But, as McBride writes and as his mother tells us in her own words, she was a runner, a mover. She attacked life with a love of Jesus and a strong sense of the importance of education. This translated handsomely for her children: professionals all, with multiple graduate degrees. Ruth, herself, earned a bachelor's degree at age 65.
James McBride is a writer, journalist and musician. It shows in his prose, which flows under the reader's eye the way a delicious sax solo meets the ear: continuously. This makes it hard to put the book down -- except for the fear that the more you read the sooner it will be over. Which is one of the best reasons to read a book that I know of.
Rating: Summary: A Black man's wonderful tribute to his Jewish mom. Review: James McBride's mother, Ruth, raised twelve African-American children in New York's inner city over the past 40 years. Each and every one lived to adulthood, received good educations and are now professionals. Mrs. McBride raised her children without the benefits of money and, mostly, without the help of a living spouse. Reading this wonderful tribute to Ruth McBride by her son, James, one learns that her triumph over circumstance was the result of a uniquely strong character and of the compassion developed in her because of her experience as the daughter of an Orthodox Jewish rabbi in a small southern town. Her father was a racist misanthrope who abused his wife and sexually abused his daughter. Ruth's mother, an Orthodox Jew who was as saintly as her husband was evil, lived a terrible, lonely loveless life with no hope of escape except through death. Ruth, contrasting her own misery, with the joy she saw in the lives of the African-American families amongst whom she lived, developed an attraction and love for black people that led her to escape to Harlem and to find the men who became her husbands and the fathers of her children.

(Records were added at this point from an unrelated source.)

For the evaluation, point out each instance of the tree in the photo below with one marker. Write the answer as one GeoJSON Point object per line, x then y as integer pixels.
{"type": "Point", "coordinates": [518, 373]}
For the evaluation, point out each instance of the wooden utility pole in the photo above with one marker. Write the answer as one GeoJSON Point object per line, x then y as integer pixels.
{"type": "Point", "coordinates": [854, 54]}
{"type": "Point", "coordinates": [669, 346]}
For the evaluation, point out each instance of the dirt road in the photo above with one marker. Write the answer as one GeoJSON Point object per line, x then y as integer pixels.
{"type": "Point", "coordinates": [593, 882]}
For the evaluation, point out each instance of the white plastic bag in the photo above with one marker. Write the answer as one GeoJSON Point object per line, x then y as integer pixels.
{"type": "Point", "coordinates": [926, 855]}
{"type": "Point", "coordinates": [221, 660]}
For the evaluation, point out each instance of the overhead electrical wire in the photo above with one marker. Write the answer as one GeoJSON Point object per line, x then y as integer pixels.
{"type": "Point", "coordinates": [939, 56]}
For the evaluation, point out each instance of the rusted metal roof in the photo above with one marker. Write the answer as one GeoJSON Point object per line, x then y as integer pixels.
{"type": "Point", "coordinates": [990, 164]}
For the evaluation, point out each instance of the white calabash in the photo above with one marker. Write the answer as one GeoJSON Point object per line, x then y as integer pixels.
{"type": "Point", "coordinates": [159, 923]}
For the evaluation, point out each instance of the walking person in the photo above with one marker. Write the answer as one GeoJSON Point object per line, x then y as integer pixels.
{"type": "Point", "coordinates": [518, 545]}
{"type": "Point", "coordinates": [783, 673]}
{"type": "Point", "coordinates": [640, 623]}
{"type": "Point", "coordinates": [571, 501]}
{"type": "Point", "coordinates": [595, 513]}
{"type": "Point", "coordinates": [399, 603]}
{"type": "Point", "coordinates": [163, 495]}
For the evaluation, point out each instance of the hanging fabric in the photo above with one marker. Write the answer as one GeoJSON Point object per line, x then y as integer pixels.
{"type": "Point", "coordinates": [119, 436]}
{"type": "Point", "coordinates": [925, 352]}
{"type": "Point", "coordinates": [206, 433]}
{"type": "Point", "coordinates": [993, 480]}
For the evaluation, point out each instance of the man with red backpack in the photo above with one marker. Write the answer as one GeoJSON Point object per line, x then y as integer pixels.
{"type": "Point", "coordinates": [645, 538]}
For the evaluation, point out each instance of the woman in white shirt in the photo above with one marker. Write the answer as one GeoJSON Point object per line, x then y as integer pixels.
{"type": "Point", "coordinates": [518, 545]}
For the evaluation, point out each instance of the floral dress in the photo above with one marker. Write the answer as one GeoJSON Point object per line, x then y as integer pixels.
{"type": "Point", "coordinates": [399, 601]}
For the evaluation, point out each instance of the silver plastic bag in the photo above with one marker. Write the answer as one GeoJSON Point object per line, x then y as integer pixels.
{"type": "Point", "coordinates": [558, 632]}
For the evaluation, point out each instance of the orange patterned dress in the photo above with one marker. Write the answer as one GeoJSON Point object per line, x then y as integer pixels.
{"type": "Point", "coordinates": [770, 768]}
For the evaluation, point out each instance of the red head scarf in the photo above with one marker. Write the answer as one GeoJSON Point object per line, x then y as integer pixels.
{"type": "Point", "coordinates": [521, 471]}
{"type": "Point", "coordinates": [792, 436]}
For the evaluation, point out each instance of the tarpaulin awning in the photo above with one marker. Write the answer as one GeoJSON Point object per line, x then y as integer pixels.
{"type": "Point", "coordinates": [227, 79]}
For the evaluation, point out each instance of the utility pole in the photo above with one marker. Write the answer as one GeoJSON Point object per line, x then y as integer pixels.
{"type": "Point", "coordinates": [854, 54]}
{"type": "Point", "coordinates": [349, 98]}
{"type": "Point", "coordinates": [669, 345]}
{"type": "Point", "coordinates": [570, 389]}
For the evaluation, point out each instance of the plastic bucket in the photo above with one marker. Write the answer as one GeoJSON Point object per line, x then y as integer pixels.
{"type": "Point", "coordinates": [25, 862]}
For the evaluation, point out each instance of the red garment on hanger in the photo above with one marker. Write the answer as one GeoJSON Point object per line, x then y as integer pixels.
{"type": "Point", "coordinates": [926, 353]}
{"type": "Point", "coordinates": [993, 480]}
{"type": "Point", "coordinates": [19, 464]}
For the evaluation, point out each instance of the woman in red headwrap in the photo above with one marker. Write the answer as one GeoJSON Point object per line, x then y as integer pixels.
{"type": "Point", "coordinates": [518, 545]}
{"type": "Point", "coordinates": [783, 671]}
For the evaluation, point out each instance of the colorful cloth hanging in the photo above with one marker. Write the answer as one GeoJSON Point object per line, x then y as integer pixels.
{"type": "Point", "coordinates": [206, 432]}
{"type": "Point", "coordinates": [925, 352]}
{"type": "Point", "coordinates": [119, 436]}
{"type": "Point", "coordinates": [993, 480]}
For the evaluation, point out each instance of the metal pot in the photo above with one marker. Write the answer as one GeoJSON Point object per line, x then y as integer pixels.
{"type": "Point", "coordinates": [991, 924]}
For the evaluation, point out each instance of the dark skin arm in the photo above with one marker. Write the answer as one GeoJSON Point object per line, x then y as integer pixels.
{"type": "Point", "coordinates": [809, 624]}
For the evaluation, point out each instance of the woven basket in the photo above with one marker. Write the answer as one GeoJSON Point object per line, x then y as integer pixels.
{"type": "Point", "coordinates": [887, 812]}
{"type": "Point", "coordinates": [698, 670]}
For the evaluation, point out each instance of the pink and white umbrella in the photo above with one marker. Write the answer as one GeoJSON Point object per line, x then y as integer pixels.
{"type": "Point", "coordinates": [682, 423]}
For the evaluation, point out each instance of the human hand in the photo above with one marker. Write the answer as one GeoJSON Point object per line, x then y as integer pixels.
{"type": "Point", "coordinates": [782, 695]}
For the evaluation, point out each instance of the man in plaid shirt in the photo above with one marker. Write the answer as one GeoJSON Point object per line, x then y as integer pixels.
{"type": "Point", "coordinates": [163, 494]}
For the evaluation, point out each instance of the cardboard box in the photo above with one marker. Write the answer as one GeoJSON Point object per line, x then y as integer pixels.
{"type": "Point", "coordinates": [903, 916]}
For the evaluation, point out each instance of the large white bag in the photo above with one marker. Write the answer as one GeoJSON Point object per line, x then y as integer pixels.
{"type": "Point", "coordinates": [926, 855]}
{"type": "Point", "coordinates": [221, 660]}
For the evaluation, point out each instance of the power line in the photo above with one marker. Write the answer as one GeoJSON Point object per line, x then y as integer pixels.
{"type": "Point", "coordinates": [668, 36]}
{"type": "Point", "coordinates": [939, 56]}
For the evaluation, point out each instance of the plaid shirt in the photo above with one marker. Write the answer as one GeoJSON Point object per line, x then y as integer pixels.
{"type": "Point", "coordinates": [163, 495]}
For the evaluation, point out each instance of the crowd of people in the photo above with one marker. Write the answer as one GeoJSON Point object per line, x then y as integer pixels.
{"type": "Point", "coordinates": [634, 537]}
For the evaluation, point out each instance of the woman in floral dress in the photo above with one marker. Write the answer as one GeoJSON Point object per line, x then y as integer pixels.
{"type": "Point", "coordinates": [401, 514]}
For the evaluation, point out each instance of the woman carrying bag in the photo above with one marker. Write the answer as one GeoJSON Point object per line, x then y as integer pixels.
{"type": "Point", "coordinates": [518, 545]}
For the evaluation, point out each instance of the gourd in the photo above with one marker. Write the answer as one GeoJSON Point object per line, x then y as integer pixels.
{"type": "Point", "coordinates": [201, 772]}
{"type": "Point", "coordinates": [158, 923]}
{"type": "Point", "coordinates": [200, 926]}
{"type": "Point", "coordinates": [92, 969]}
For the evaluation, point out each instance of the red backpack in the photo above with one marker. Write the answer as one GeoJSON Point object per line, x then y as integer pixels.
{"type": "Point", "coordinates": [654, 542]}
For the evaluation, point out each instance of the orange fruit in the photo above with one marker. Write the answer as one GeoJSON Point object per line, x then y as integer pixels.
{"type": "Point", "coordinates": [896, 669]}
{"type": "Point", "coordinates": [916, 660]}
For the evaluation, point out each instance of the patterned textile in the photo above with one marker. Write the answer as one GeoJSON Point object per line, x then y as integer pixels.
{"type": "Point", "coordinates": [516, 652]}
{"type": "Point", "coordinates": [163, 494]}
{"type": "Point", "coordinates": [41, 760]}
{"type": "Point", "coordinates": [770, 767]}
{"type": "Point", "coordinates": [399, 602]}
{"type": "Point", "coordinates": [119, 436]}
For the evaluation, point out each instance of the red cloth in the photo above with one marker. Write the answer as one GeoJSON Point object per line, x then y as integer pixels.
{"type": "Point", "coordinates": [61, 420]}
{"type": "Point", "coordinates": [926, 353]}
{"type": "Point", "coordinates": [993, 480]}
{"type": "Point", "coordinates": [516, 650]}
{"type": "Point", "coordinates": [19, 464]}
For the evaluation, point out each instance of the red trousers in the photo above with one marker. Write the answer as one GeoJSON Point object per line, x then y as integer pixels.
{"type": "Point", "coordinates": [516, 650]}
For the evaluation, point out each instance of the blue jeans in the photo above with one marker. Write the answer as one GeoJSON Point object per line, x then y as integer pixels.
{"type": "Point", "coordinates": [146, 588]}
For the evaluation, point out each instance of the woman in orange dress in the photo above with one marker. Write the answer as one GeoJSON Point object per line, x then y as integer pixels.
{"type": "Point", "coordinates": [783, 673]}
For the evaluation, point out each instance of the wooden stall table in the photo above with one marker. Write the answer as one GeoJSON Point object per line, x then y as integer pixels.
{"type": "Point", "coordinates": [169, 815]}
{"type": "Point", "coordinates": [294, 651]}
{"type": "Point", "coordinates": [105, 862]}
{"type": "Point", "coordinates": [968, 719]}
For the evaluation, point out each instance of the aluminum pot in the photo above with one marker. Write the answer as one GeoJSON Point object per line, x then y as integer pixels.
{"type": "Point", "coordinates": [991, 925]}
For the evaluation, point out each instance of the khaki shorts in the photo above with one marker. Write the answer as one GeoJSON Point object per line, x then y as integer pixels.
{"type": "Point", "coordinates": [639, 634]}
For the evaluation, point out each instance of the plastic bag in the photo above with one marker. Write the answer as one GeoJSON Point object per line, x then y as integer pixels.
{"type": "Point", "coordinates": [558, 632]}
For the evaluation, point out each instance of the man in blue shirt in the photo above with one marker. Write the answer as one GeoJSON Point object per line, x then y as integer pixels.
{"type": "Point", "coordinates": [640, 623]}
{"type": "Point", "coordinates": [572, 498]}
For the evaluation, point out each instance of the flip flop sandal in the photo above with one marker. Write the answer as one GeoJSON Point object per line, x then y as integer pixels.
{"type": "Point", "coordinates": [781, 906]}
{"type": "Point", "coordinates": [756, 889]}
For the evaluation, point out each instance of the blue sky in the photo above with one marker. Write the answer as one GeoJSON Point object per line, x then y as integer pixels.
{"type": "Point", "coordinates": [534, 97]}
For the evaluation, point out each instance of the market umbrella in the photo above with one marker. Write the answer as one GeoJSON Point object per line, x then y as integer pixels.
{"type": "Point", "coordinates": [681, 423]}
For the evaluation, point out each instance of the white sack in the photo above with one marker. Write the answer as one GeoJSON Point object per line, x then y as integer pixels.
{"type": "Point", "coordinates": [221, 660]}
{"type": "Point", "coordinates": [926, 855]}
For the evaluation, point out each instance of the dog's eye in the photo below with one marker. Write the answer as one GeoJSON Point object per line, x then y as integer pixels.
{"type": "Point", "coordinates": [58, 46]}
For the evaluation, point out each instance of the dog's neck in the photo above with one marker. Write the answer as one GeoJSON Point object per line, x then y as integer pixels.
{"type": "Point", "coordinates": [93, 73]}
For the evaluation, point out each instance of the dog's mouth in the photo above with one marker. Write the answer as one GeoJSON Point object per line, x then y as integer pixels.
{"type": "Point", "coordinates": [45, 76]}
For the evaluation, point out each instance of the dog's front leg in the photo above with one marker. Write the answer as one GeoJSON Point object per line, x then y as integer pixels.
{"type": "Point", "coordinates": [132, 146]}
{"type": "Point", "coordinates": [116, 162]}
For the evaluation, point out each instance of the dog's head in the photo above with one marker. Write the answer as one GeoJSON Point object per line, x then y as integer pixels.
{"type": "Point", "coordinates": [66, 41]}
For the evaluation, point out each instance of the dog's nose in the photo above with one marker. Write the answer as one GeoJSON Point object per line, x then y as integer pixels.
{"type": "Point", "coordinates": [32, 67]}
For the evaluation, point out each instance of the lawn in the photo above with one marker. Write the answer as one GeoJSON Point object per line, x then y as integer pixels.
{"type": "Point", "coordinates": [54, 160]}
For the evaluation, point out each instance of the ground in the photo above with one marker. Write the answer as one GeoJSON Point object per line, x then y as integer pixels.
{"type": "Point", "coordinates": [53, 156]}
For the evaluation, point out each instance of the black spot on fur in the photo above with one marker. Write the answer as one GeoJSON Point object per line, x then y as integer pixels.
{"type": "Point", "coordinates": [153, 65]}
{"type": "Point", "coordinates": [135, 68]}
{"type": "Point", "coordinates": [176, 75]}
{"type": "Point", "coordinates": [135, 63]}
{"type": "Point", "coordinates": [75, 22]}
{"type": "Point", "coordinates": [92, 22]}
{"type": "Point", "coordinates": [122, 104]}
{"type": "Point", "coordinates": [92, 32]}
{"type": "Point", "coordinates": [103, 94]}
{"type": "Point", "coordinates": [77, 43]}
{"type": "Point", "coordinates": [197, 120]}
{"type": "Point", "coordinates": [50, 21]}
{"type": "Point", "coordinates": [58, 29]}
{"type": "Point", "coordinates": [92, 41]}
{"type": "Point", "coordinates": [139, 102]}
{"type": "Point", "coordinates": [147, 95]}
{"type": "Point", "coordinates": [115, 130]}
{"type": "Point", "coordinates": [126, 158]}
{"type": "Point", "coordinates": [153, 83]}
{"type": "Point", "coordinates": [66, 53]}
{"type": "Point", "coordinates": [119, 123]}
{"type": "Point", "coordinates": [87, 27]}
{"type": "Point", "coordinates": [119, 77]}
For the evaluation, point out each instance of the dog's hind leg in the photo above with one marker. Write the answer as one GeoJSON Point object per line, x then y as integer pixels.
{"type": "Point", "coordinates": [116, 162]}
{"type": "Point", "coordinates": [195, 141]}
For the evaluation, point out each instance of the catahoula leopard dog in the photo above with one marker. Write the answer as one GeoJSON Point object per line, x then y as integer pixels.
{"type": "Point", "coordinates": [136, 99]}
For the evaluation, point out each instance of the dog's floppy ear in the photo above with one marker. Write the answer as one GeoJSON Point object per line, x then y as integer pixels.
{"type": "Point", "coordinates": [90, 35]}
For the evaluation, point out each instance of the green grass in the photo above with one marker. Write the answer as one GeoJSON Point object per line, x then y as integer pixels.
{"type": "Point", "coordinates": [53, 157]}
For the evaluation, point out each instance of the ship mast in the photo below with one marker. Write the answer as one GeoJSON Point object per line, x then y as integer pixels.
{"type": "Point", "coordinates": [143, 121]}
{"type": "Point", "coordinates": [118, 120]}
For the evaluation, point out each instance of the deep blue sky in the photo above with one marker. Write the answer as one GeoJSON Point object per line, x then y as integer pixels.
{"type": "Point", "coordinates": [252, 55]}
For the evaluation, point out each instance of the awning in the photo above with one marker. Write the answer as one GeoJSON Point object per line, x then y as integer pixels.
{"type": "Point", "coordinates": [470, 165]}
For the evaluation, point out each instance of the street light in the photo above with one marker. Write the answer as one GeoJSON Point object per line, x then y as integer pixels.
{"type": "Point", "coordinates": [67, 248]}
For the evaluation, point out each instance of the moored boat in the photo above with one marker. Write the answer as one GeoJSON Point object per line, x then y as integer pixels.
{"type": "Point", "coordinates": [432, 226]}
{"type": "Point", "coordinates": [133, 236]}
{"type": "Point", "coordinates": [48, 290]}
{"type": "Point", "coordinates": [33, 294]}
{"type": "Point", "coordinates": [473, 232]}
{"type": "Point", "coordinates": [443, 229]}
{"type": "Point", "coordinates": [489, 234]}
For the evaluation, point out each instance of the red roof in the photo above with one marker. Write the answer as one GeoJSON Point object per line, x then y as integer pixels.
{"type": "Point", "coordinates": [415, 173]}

Both cultures helped lead Ruth's children to success, the warmth and strength of struggling blacks in a rejecting America, and the Jewish commitment to education and community. Ruth Mc Bride abandoned Judaism (not surprisingly, it was impossible for her to separate Judaism from her father legacy) but Jewish traditions were imbued in her. She is the quintessential Jewish mother which, as you learn from this wonderful evocative book, is also the quintessential African-American mother, or in fact, a mother of any race or nationality whose only goal is that her children not know suffering. The book is particularly interesting as we continue to hear of tensions between the Black and Jewish communities in this country. This book is a reminder of how stupid both racists and anti-Semites are. If the fusion of Jews and Blacks could produce a family like the Mc Brides, one understands how much these two minorities could accomplish by laying aside the invective and focusing on a common American destiny that encompasses both people.
Rating: Summary: A Black Man's Tribute to His White Mother Review: Why does a young Jewish woman who immigrated from Poland and spent her early life in rural Virginia move to an all-black neighborhood in New York City and deny that she's white? James McBride, her eighth child, finds that his life is full of such unanswered questions. "The Color of Water" is a sensitive and insightful book that chronicles a young biracial man's journey through both a troubled adolescence and the mystery that is his past. "Life on the Color Line" by G. Williams is a must-read on this topic, too
Rating: Summary: Buy this book for your mother! Review: This is one of the best books i have ever read! the racial issue between a black man's perception of his white mother is presented equally with the outpouring of love and respect he has for her; simply as a mother of 12 children in Harlem who put all her children through collge and grad school. the stories about trips to church, to camp, riding public tansport, getting homemade haircuts, and how awful a cook his mother was are universal and are presented evenly with the tender moments of love and respect and joy he has with his mother. the other half of this book is his mother's autobiography; the story of a young polish Jewish immigrant living in Jim Crow Virginia, abused by her father. the thinly veiled pain and anguish of memory that McBride's mother reveals futher illuminates his respect for his mother in his own chapters as he describes his mother founding a Baptist church in Harlem with his father. this book is a gift to mothers everywhere!
Rating: Summary: The Color of Water Review: During a time when interracial marriages were practically unheard of and racial conflicts were present, Ruth McBride Jordan, a remarkable, determined and eccentric woman ahead of her time, was overcoming racial stereotypes. Ruth (a white woman) married black men and had twelve children. She raised her children to be well educated and successful human beings. One of these children grew up to be a writer, James McBride. In his heartfelt dedication to his Jewish mother, The Color of Water, James McBride shows us his life during the Civil Rights Movement. More importantly, he also shows us his search for finding out where his roots lay. It's a memoir that was written more for the author's interest and not the reader's, which definitely makes it unique.
Throughout this book, the author tells the story of both his mother and himself. It skips back and forth in time, making quite an interesting story. In the beginning, we learn that Ruth McBride Jordan (born Rachel Deborah Shilsky), was raised Jewish but would later become Christian. This revealed how she raised her children. She raised her children strictly, just like she had been and would constantly encourage them to make education their first priority. She would say, "...educate yourself or you'll be a nobody!" The book focuses more on the life of Rachel and how she lived in a family with no love, plus a sexually abusive father. She feared living in Suffolk, Virginia, much like James feared for his mother's life during the Civil Rights Movement.
The story accurately accounts both people's lives and never causes the reader to lose interest. Despite all of his mother's constant encouragement, James strays into the dangerous life of drugs and violence, much like Rachel strayed into a dangerous life in New York City after leaving Suffolk, Virginia. James' dangerous life was eventually straightened up by the death of a friend, and he would later on go to college. Despite the loss of her first two husbands and mother, Ruth remained optimistic and founded a Baptist church with her third husband while putting her other children through college.
There are many humorous moments in this story as well. Seeing Ruth's household of children transform into hierarchy of power, while Ruth worked effortlessly into the night was amusing more than it was poignant. Though not perfectly structured, this story has a purpose. It gave the author a better sense of who he is, and can give many readers much more than that; valuable lessons in life.
This is a book that's interesting, emotional, and inspiring. Those who have never read this book should make a point of doing so, thereby they will not be disappointed. It can also serve as a damn good owner's manual on how to get along in this world.